If you love scoping for finches, casting for trout, or exploring wild places where animals as diverse as manatees, moose, and salamanders live, then you should know about the United States’ National Wildlife Refuge System. These public lands protect 95 million acres of land and 760 million acres of submerged land and water, yet they don’t get the same attention that’s directed at national parks or national forests. It’s a shame, because national wildlife refuges offer outstanding opportunities to hike, paddle, hunt, fish, and of course, look for wildlife. Get to know your refuges, and you’ll open up a whole new world of recreation.
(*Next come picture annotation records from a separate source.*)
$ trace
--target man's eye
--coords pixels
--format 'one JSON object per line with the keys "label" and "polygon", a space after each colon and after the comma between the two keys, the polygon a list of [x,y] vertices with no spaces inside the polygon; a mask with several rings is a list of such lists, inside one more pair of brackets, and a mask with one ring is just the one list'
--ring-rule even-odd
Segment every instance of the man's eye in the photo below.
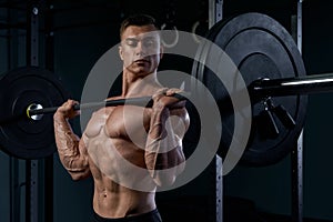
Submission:
{"label": "man's eye", "polygon": [[127,44],[129,46],[129,47],[137,47],[138,46],[138,40],[133,40],[133,39],[129,39],[129,40],[127,40]]}
{"label": "man's eye", "polygon": [[153,47],[153,46],[155,46],[155,41],[152,40],[152,39],[145,40],[145,41],[143,42],[143,44],[144,44],[145,47]]}

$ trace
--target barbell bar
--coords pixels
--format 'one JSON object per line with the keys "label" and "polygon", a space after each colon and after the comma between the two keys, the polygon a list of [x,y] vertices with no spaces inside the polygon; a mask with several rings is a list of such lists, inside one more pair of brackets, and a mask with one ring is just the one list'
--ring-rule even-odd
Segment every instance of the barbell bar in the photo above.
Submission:
{"label": "barbell bar", "polygon": [[[190,98],[190,93],[180,92],[174,93],[172,97],[179,100],[186,100]],[[85,109],[100,109],[103,107],[117,107],[117,105],[140,105],[145,108],[151,108],[153,101],[151,97],[140,97],[140,98],[127,98],[127,99],[117,99],[117,100],[105,100],[102,102],[89,102],[83,104],[74,104],[73,110],[85,110]],[[41,104],[31,103],[27,108],[27,117],[32,120],[40,120],[42,114],[54,113],[59,107],[43,108]]]}
{"label": "barbell bar", "polygon": [[[252,81],[248,90],[250,98],[254,100],[261,100],[262,98],[269,97],[333,92],[333,73],[312,74],[302,78],[262,78]],[[175,93],[172,97],[178,98],[179,100],[191,100],[191,93],[189,92]],[[151,97],[128,98],[75,104],[73,110],[99,109],[103,107],[117,107],[124,104],[151,108],[153,102]],[[39,115],[54,113],[57,109],[58,107],[43,108],[41,104],[31,103],[28,105],[26,113],[29,119],[40,120]]]}

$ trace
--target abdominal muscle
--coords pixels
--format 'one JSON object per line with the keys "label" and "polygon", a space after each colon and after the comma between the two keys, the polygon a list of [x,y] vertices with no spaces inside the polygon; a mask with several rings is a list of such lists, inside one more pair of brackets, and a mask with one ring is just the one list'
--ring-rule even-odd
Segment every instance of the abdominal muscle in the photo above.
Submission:
{"label": "abdominal muscle", "polygon": [[103,218],[124,218],[152,211],[155,209],[155,185],[145,170],[144,150],[125,137],[110,137],[105,122],[109,122],[112,111],[107,110],[105,121],[101,121],[103,115],[99,117],[99,113],[94,117],[98,119],[93,122],[101,128],[90,127],[100,130],[89,133],[87,128],[89,164],[94,180],[93,209]]}

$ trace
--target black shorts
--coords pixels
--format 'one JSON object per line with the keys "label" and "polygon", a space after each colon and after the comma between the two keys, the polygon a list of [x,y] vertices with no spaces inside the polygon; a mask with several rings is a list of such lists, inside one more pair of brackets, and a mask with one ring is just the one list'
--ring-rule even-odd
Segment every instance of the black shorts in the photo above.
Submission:
{"label": "black shorts", "polygon": [[107,219],[93,212],[92,221],[93,222],[162,222],[162,219],[158,209],[155,209],[148,213],[128,216],[128,218],[121,218],[121,219]]}

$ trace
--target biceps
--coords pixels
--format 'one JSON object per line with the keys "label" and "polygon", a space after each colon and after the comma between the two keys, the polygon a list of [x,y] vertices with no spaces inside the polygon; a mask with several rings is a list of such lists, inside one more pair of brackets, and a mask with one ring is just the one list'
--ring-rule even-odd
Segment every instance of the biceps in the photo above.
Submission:
{"label": "biceps", "polygon": [[184,137],[190,125],[190,117],[186,109],[176,109],[170,111],[170,122],[173,133],[180,140]]}

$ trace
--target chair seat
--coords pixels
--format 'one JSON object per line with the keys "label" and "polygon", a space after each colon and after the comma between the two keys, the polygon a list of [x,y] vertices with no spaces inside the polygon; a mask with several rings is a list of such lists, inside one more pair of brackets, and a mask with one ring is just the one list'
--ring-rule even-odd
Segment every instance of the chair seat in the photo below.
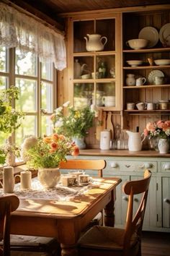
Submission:
{"label": "chair seat", "polygon": [[51,237],[11,235],[12,256],[60,255],[57,239]]}
{"label": "chair seat", "polygon": [[[84,248],[122,251],[124,234],[124,229],[94,226],[80,238],[78,244]],[[130,247],[135,246],[138,242],[138,236],[134,234],[130,241]]]}

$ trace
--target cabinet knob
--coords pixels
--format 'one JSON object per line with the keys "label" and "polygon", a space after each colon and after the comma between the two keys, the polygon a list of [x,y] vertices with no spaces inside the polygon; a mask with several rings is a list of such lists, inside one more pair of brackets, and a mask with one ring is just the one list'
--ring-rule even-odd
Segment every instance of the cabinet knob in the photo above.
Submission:
{"label": "cabinet knob", "polygon": [[164,198],[164,202],[170,204],[170,200],[168,199],[168,198]]}
{"label": "cabinet knob", "polygon": [[124,201],[128,201],[128,197],[126,197],[125,195],[124,195],[124,196],[122,196],[122,200],[123,200]]}
{"label": "cabinet knob", "polygon": [[110,164],[110,166],[112,168],[116,168],[116,167],[117,167],[117,166],[118,166],[117,163],[115,163],[115,162],[112,162],[111,164]]}
{"label": "cabinet knob", "polygon": [[170,163],[165,163],[163,166],[164,170],[169,170],[170,169]]}

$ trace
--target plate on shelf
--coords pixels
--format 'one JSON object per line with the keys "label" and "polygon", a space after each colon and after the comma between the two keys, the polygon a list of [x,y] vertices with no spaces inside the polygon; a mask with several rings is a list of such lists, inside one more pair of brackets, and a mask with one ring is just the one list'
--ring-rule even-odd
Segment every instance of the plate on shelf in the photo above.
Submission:
{"label": "plate on shelf", "polygon": [[164,74],[161,70],[152,70],[148,74],[148,82],[151,85],[155,85],[156,77],[164,77]]}
{"label": "plate on shelf", "polygon": [[138,38],[148,40],[148,48],[155,46],[158,41],[158,32],[153,27],[145,27],[139,33]]}
{"label": "plate on shelf", "polygon": [[165,24],[159,31],[159,39],[164,46],[170,46],[170,23]]}

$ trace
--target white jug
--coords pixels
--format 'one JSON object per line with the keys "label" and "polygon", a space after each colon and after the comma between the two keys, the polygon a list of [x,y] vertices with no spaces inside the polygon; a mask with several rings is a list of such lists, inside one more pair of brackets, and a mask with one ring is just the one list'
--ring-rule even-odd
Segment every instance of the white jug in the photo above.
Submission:
{"label": "white jug", "polygon": [[[128,149],[130,151],[140,151],[142,150],[143,142],[146,138],[145,135],[140,132],[133,132],[126,131],[129,136],[128,139]],[[142,138],[143,136],[143,138]]]}
{"label": "white jug", "polygon": [[[100,35],[97,34],[87,34],[86,35],[89,37],[89,40],[86,37],[84,38],[86,41],[87,51],[102,51],[104,49],[104,46],[107,42],[107,38],[105,36],[101,37]],[[104,39],[104,43],[102,42],[102,39]]]}

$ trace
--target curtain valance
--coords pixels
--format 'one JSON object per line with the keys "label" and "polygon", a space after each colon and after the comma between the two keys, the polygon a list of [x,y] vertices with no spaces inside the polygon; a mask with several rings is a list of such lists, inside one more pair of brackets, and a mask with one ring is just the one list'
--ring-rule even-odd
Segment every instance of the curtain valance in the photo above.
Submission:
{"label": "curtain valance", "polygon": [[0,3],[0,46],[32,51],[53,62],[58,70],[66,67],[64,36],[4,3]]}

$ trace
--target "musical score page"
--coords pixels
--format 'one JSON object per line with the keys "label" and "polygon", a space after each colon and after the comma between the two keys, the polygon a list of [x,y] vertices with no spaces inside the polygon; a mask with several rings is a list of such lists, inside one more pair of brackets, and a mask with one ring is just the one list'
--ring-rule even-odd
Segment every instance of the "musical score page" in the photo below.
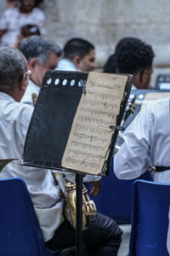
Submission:
{"label": "musical score page", "polygon": [[75,115],[62,166],[99,175],[108,155],[128,76],[88,73]]}
{"label": "musical score page", "polygon": [[154,102],[155,101],[162,100],[170,97],[170,92],[149,92],[146,93],[142,102],[141,110],[148,104]]}

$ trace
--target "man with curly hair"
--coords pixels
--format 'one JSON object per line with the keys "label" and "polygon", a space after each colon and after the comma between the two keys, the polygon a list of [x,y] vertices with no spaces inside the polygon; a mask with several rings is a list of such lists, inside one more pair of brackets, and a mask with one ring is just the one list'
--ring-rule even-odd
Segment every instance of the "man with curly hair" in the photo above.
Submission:
{"label": "man with curly hair", "polygon": [[148,89],[154,56],[150,44],[135,38],[124,38],[116,49],[116,71],[133,74],[133,89]]}

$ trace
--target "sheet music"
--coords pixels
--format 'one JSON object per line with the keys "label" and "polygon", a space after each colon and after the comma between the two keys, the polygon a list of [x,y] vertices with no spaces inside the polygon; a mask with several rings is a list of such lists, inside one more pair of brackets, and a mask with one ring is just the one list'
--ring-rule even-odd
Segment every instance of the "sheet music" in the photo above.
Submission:
{"label": "sheet music", "polygon": [[62,159],[62,166],[100,174],[128,76],[89,73]]}
{"label": "sheet music", "polygon": [[6,165],[16,159],[0,159],[0,172],[4,168]]}
{"label": "sheet music", "polygon": [[170,92],[149,92],[146,93],[142,102],[141,110],[151,102],[170,97]]}

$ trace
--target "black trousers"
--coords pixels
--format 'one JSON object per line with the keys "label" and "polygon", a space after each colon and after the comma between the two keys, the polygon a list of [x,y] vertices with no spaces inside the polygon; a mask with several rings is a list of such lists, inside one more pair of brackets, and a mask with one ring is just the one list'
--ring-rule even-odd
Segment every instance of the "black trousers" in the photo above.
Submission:
{"label": "black trousers", "polygon": [[[98,213],[96,219],[83,231],[83,244],[88,255],[116,256],[122,234],[122,231],[112,218]],[[73,247],[76,245],[76,230],[65,220],[46,244],[52,250]]]}

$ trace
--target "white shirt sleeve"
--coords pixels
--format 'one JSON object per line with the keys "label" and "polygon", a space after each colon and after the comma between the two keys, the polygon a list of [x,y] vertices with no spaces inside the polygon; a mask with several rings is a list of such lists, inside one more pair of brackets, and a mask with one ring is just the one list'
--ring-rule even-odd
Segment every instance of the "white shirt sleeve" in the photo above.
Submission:
{"label": "white shirt sleeve", "polygon": [[133,179],[150,166],[150,122],[149,108],[142,110],[124,132],[124,143],[114,158],[114,172],[120,179]]}
{"label": "white shirt sleeve", "polygon": [[8,28],[8,12],[5,10],[0,19],[0,29],[4,30]]}

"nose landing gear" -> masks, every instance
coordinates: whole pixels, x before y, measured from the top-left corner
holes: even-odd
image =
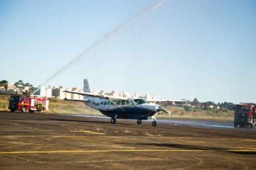
[[[142,120],[137,120],[137,124],[141,125],[142,124]]]

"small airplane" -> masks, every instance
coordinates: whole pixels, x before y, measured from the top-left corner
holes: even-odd
[[[98,110],[103,115],[111,118],[110,123],[114,124],[117,118],[137,120],[138,125],[142,120],[152,118],[152,126],[156,126],[156,115],[161,113],[170,114],[160,105],[149,103],[144,98],[114,97],[107,95],[97,95],[90,93],[89,85],[84,91],[64,91],[66,93],[84,96],[84,100],[68,99],[68,101],[83,101],[87,106]]]

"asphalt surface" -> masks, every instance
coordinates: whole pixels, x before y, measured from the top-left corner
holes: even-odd
[[[256,128],[0,112],[0,169],[254,169]],[[217,125],[217,126],[216,126]]]

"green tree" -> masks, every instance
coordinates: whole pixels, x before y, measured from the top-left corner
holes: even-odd
[[[198,100],[196,98],[195,98],[192,102],[192,104],[195,106],[200,106],[200,102],[198,101]]]
[[[1,80],[1,81],[0,81],[0,83],[1,84],[6,84],[6,83],[8,83],[8,81],[7,80]]]

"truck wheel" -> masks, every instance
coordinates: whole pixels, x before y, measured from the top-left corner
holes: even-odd
[[[21,108],[21,112],[22,113],[26,113],[26,108],[25,106],[23,106],[22,108]]]

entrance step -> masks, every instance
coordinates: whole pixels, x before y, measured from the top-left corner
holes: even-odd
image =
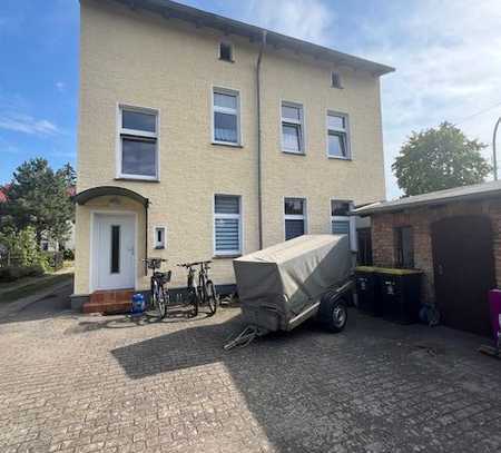
[[[130,312],[134,289],[96,290],[82,306],[84,313],[118,314]]]

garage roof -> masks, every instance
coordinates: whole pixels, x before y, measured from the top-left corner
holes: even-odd
[[[266,30],[261,27],[252,26],[238,20],[225,18],[212,12],[203,11],[197,8],[188,7],[170,0],[112,0],[122,3],[132,9],[144,9],[154,13],[161,14],[166,19],[180,19],[195,23],[196,27],[209,27],[222,30],[226,35],[237,35],[248,38],[250,41],[261,42],[263,32],[266,32],[266,42],[277,48],[287,48],[296,52],[312,55],[315,58],[333,61],[340,66],[348,66],[356,69],[366,70],[374,76],[382,76],[392,72],[395,69],[354,57],[348,53],[338,52],[323,46],[291,38],[275,31]]]
[[[354,213],[360,216],[371,214],[394,213],[403,209],[413,209],[421,206],[443,205],[445,203],[465,199],[480,199],[501,196],[501,181],[481,183],[472,186],[455,187],[453,189],[431,191],[400,198],[393,201],[381,201],[363,206]]]

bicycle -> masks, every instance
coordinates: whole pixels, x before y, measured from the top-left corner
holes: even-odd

What are national wildlife refuges?
The federal government created these parcels of public land expressly to protect native species that depend on the landscape’s habitats. Sometimes, that means managing the lands and waters for wildlife health, and sometimes it involves restoring plants or wildlife populations. President Theodore Roosevelt established the first one, Florida’s Pelican Island National Wildlife Refuge, in 1903. Stretching from Alaska to Florida to the waters of Hawaii, these refuges protect deserts, forests, tundra, wetlands, and everything in between.
Who manages them?
The United States Fish and Wildlife Service (USFWS) is in charge of the country’s 568 national wildlife refuges. The agency, which is housed under the Department of the Interior, began as the United States Commission of Fish and Fisheries in 1871, but evolved over the years to its present mission and title. Today, the National Wildlife Refuge System provides habitat for more than 380 threatened or endangered species, encompasses more than 2,100 miles of trails and boardwalks, and includes 63 refuges that have federal wilderness areas. A blue goose symbol represents the agency and its wildlife harbors. Celebrated conservationist Rachel Carson said: “Wherever you meet this sign, respect it. It means that the land behind the sign has been dedicated by the American people to preserving, for themselves and their children, as much of our native wildlife as can be retained along with our modern civilization.”